Post by Stephen HoffmanPost by o***@gmail.comThis is generally true for most OSes... OpenVMS is a bit different
though, as it has the ability to be distributed across multiple
"OpenVMS commercialized many features that are now considered standard
* Symmetrical, asymmetrical, and NUMA multiprocessing, including
clustering" - https://infogalactic.com/info/OpenVMS
"The system offers high availability through clustering and the ability
to distribute the system over multiple physical machines." -
https://en.wikipedia.org/wiki/OpenVMS
Nice history. Those capabilities are now available elsewhere, and can
variously be done differently, better, easier and/or cheaper.
Post by o***@gmail.comThis means that the OS absolutely needs a serialization/deserialization
methodology. This ability also needs to be both standardized and
internally accessible by the OS, which implies being available at the
OS level.
I have no idea why that list of OS features and capabilities and OS
history leads to this particular requirement; seems a non-sequitur?
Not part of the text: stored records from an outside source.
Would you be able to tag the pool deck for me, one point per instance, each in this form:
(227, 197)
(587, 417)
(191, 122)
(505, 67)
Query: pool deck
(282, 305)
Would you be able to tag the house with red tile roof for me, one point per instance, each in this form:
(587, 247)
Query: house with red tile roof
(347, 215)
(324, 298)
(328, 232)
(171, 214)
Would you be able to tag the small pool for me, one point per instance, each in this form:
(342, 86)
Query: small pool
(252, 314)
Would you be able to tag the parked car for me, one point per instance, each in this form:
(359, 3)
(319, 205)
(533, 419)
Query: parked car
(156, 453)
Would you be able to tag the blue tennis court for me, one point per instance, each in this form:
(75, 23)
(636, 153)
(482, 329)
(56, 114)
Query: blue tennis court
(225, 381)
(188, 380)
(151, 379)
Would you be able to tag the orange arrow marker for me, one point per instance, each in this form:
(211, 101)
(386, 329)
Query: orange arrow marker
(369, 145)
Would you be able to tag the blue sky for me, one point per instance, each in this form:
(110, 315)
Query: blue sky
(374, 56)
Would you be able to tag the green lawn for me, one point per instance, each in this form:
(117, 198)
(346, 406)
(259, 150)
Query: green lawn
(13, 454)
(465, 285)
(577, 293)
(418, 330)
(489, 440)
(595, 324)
You're obviously an intelligent man Mr. Hoffman, which is why your failure to see how it's needful (and on-topic) is both surprising and a bit of a dismay.
In any case, I'll attempt to enlighten you: if we have a distributed program running on separate machines (say #1, #2, and #3) then there must exist a way to communicate data between them. That *is* a marshaling system combined with the transmission/reception method; such a system is needed to handle more complex types than say INTEGER, things like STRING or a record.
For a string, you need a method for specifying the length, serializing that, and *then* serializing the string-contents; this allows the receiving end to read the string-length, reserve that required-space in memory, and read the deserialization of the string-contents into that memory. -- Similar happens for a record, say one for a doubly linked list (on positive numbers):
Type Node is record
Data : Positive;
Previous,
Next : access Node;
end record:
In this record we have two elements which are [essentially] pointers, we cannot therefore serialize and deserialize their values as the machines have their own address-spaces and such deserialization would essentially be pointing to a random location in memory on the remote machine. (Actually, that's not *entirely* true, some distributed networks have a shared/common address-space, IEEE1394 is an example.) -- The correct way to handle this is the serialization of the contents of the dereferenced fields, where the deserialization method would take care of generating pointers to the reconstituted records linking into the structure appropriately.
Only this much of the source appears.